So, back to the topic that started this, solving a Sudoku in software while using heuristics that a human would apply. In this post I'll be looking at Sudoku as a Constraint Satisfaction Problem. In a later post I'd like to look at Sudoku as a Set Cover Problem and how this relates to Human Heuristics, but lets start viewing it as a constraint problem, which has much wider applications than cover problems.
The approach can be applied to a Sudoku of any size and with any shape for groups, but for explanation purposes, lets work with a 4 by 4 Sudoku with 2 by 2 groups. As a constraint problem, we have 16 variables, the 16 locations in the Sudoku. Each variable has four options for its value, 1, 2, 3 and 4.
Then there are constraints. No number can be repeated in each row, column or group. Last, but not least, the values that are already filled in are also constraints. Otherwise we'd be generating all Sudoku's instead of solving a specific one.
Now, a naïve approach would be to just try each possible value for each variable and then check whether all constraints are met. A computer could still solve the problem like this, but it is very inefficient and also far from the way a human would solve a Sudoku.
The human way is to try to use the solved variables and the constraints to determine the correct value for unsolved variables. This postpones the need for trying values as much as possible. A typical Sudoku that is not too difficult can be solved like this completely. For more difficult Sudoku's it's common to start keeping track of the possible values for each location using pencil marks.
This pencil marks notation is something we can easily convert into software and is the base for the representation. We keep track of all options that are still possible for each variable. Once a variable has only remaining option, it is solved and this option can be removed from other variables in the same column, row and group. Once all variables have only one reaming option, the Sudoku is solved.
For more difficult Sudoku's you might get to a point where all effects of the constraints on the initially filled in variables are spread, but you're not at a solution yet. At this point you'll have to pick a variable that still has multiple options and try each option. As a human, you would pick a variable with 2 options over a variable with 3 options. This is the most constrained variable heuristic, which also helps a computer to solve these problems more quickly.
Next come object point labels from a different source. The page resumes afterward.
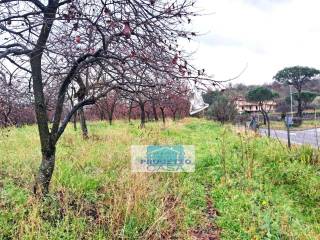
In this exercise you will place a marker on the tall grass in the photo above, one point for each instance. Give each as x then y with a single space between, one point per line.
260 189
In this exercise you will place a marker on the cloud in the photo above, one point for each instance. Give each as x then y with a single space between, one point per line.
268 35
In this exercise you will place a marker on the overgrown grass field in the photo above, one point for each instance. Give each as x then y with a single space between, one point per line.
244 186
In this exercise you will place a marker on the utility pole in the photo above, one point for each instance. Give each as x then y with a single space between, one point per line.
291 109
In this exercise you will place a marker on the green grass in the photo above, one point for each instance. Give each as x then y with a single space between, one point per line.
260 190
306 124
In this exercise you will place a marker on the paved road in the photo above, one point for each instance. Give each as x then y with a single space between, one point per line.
297 137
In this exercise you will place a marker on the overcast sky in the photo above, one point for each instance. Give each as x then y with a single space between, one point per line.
268 35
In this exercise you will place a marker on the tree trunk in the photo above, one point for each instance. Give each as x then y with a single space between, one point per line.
154 111
142 115
110 116
148 116
268 124
83 124
163 115
75 121
101 113
174 115
130 111
299 112
45 172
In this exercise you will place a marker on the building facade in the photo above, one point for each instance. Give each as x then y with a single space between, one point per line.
242 105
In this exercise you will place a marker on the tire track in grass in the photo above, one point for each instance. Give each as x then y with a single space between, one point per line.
210 231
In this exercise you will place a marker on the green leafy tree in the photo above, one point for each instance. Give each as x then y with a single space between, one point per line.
261 95
221 107
297 77
306 98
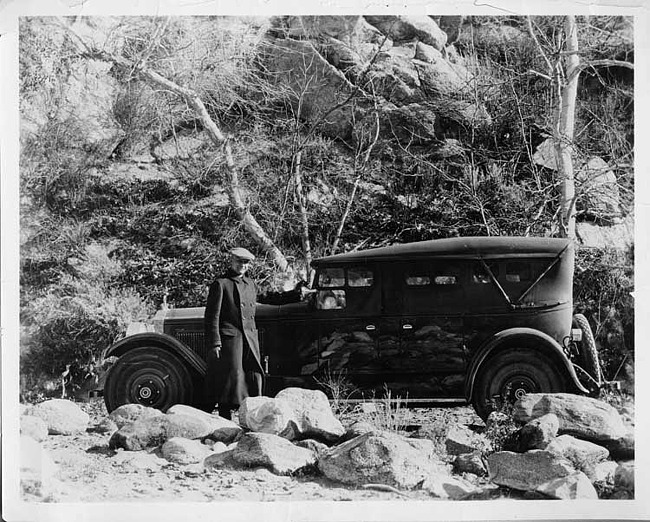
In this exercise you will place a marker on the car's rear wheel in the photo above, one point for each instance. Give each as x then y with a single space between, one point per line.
150 376
507 376
588 351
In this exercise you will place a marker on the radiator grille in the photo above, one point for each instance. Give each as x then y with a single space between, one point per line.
194 339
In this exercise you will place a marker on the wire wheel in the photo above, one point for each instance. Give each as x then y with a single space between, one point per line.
507 376
150 376
588 351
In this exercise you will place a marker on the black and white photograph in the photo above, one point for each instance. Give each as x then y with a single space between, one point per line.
323 262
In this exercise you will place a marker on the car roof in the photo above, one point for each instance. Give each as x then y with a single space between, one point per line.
457 247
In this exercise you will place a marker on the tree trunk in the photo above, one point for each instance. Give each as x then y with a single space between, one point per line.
302 207
251 225
565 130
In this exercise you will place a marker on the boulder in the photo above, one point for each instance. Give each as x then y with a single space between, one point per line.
137 461
583 417
272 452
470 463
106 425
140 434
623 448
222 430
405 28
584 455
624 475
380 457
33 427
185 451
538 433
572 487
603 473
294 413
358 428
37 469
527 471
221 460
126 413
460 439
441 485
61 416
317 447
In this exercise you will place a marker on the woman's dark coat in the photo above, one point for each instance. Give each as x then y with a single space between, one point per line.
230 324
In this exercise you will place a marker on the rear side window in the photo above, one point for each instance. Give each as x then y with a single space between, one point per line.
331 278
517 272
360 277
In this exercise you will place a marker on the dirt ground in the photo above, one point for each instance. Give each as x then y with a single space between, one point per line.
88 471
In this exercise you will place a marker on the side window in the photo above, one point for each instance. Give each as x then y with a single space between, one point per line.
331 278
417 279
445 280
517 272
360 277
481 276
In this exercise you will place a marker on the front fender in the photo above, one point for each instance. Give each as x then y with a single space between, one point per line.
512 338
162 341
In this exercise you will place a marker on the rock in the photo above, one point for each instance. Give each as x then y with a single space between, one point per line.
222 430
582 454
294 413
461 439
132 412
404 28
185 451
61 416
623 448
572 487
106 425
583 417
33 427
37 469
624 476
272 452
527 471
137 461
141 434
265 415
221 460
538 433
317 447
603 473
380 457
358 428
441 485
188 426
470 463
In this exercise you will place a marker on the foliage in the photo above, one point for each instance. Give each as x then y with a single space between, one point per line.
72 323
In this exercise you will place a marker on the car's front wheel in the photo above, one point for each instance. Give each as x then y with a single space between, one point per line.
507 376
150 376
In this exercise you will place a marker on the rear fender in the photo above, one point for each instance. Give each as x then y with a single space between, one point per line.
166 342
517 338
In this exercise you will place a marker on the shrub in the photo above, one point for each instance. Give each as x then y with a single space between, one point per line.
70 325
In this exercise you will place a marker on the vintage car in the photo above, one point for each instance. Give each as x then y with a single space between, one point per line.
482 320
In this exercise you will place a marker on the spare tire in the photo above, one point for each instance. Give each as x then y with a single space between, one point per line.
587 348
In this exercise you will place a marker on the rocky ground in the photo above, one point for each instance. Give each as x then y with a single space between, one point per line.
88 471
90 466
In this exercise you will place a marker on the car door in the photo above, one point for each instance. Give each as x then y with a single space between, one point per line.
424 310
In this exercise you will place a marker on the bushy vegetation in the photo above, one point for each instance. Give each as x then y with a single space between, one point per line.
102 245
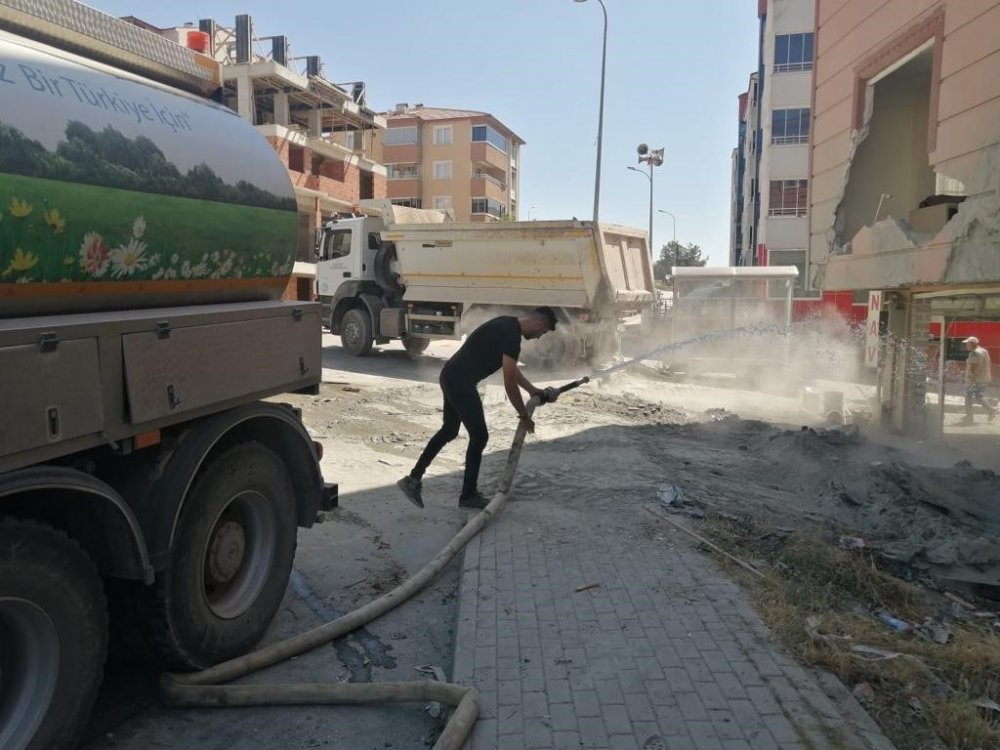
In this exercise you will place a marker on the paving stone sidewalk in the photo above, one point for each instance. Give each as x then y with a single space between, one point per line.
663 653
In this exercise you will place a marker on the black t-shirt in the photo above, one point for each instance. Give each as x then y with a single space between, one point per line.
482 353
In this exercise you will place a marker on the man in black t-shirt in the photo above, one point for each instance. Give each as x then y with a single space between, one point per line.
494 345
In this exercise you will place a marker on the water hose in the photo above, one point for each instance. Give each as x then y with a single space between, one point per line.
207 689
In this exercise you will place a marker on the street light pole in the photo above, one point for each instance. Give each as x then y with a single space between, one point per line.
649 176
674 221
653 158
600 112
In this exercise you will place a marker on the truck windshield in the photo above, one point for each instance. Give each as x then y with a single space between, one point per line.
337 245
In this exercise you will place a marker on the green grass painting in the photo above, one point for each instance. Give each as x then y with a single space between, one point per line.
52 231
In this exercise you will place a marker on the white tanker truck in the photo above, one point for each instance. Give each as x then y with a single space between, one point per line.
146 236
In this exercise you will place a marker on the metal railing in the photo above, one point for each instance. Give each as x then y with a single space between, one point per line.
792 67
793 211
789 140
489 178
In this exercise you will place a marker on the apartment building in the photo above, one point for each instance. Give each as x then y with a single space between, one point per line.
451 159
770 193
774 127
905 198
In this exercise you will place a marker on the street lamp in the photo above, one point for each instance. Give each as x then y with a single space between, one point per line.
600 111
674 221
653 158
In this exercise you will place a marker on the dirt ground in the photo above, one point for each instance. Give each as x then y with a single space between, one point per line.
750 455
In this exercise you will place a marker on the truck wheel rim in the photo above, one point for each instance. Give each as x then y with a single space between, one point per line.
351 333
239 554
29 670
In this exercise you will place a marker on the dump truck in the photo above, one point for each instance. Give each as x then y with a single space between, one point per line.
729 322
396 272
147 481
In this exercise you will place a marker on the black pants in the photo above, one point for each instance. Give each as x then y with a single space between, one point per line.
462 405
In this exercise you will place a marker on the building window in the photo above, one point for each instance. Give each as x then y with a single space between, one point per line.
488 206
793 52
401 136
409 202
442 170
484 133
403 171
788 198
443 135
789 126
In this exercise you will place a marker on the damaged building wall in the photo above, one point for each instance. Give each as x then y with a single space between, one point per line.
853 155
890 173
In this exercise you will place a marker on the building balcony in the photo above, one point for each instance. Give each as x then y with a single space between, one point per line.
489 187
484 153
407 153
404 188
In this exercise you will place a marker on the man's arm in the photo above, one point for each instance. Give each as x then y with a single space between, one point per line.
971 367
512 378
526 384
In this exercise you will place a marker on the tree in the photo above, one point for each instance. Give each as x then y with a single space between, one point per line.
676 254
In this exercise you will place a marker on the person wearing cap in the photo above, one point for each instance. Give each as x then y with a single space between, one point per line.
977 373
493 346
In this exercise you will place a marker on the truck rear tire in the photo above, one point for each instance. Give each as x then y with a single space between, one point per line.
53 637
356 332
232 555
415 346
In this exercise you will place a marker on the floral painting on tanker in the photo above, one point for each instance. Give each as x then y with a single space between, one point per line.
106 178
88 212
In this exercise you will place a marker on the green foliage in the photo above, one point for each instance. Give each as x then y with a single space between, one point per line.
676 254
110 159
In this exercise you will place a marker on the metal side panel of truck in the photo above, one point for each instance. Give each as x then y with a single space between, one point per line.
409 274
557 263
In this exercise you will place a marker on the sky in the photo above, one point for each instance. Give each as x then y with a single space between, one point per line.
674 71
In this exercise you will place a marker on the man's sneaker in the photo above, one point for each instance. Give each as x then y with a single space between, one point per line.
411 488
479 500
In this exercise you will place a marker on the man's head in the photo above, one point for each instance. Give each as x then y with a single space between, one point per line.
540 320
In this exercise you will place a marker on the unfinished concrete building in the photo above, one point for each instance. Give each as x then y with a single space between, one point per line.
905 164
324 132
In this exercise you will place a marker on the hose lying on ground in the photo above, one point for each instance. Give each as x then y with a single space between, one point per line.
205 688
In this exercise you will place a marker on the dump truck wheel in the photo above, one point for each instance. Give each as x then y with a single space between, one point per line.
415 346
230 562
53 637
356 332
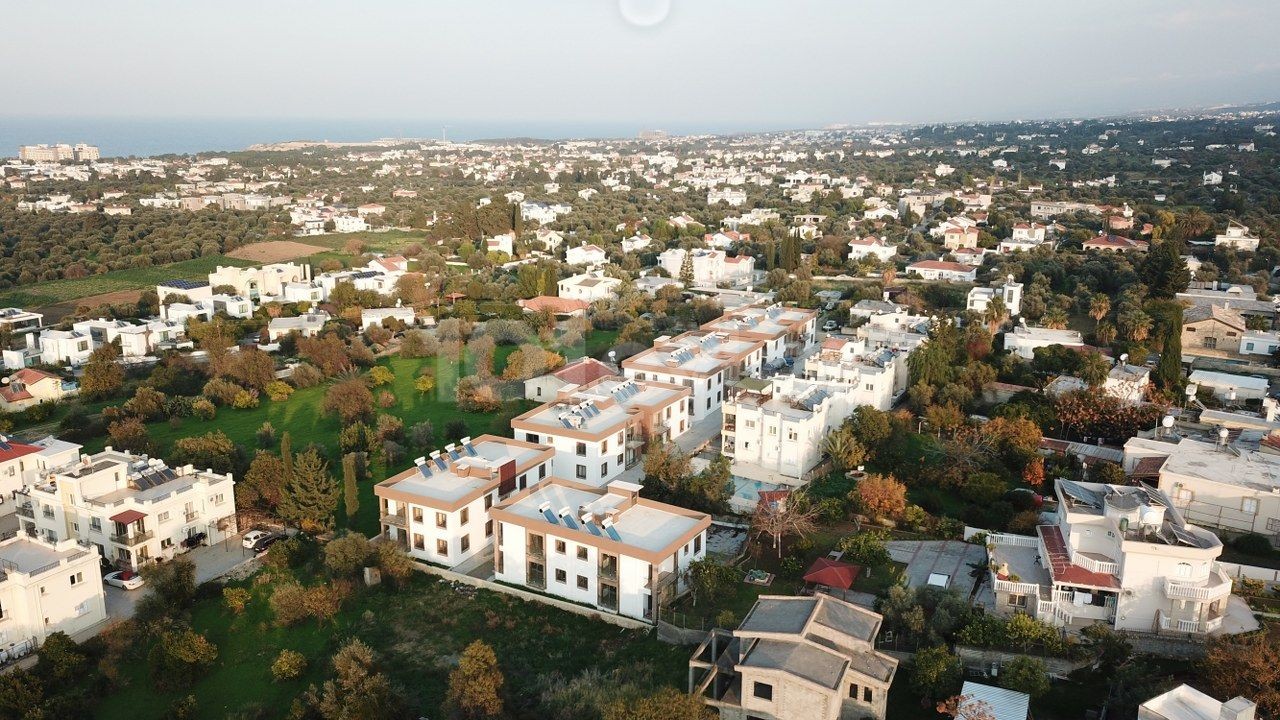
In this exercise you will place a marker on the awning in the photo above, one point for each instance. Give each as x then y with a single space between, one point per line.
832 573
127 516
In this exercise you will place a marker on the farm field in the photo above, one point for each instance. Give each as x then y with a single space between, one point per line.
44 295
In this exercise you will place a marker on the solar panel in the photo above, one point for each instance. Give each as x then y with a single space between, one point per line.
1080 493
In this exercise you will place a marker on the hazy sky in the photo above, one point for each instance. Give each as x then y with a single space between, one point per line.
730 64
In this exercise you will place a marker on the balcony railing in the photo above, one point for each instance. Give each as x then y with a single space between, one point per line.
1217 586
136 538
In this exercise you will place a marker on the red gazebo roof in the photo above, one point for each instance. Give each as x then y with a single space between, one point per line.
832 573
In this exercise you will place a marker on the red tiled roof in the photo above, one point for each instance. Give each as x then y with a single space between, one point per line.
585 370
1060 563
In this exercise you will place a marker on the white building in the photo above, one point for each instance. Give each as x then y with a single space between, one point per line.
700 360
133 509
602 428
876 377
1009 291
709 267
439 510
944 270
1119 555
602 547
585 255
872 246
589 287
778 424
1023 341
1238 237
48 588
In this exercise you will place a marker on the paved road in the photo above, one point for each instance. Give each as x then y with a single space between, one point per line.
211 563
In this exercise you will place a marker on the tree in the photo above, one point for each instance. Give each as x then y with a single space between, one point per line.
103 376
351 492
351 400
310 496
936 674
880 496
1025 674
1246 665
475 684
790 515
667 703
359 691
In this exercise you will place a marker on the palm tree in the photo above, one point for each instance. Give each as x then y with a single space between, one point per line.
1098 308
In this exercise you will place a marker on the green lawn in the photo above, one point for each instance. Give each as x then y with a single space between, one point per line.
417 632
135 278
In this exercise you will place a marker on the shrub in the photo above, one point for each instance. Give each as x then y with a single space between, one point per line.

For this post I've written a Sudoku solver treating the problem as a Constraint Satisfaction Problem. It reads 9 by 9 Sudoku's (with regular 3 by 3 groups) from a text file and writes the solved Sudoku's to another text file. The source is available at:
https://github.com/josvanouwerkerk/SudokuConstraint
No files with Sudoku puzzles are provided, but can be found for example at:
https://github.com/grantm/sudoku-exchange-puzzle-bank
For these specific files the offset to the actual Sudoku is 13 on each line, which is a parameter that needs to be passed to the solver. For example:
SudokuConstraint.exe medium.txt 13
For the medium set of puzzles from the source above, this solver solves about 200.000 Sudoku's per second on my machine. A bit more than I expected honestly.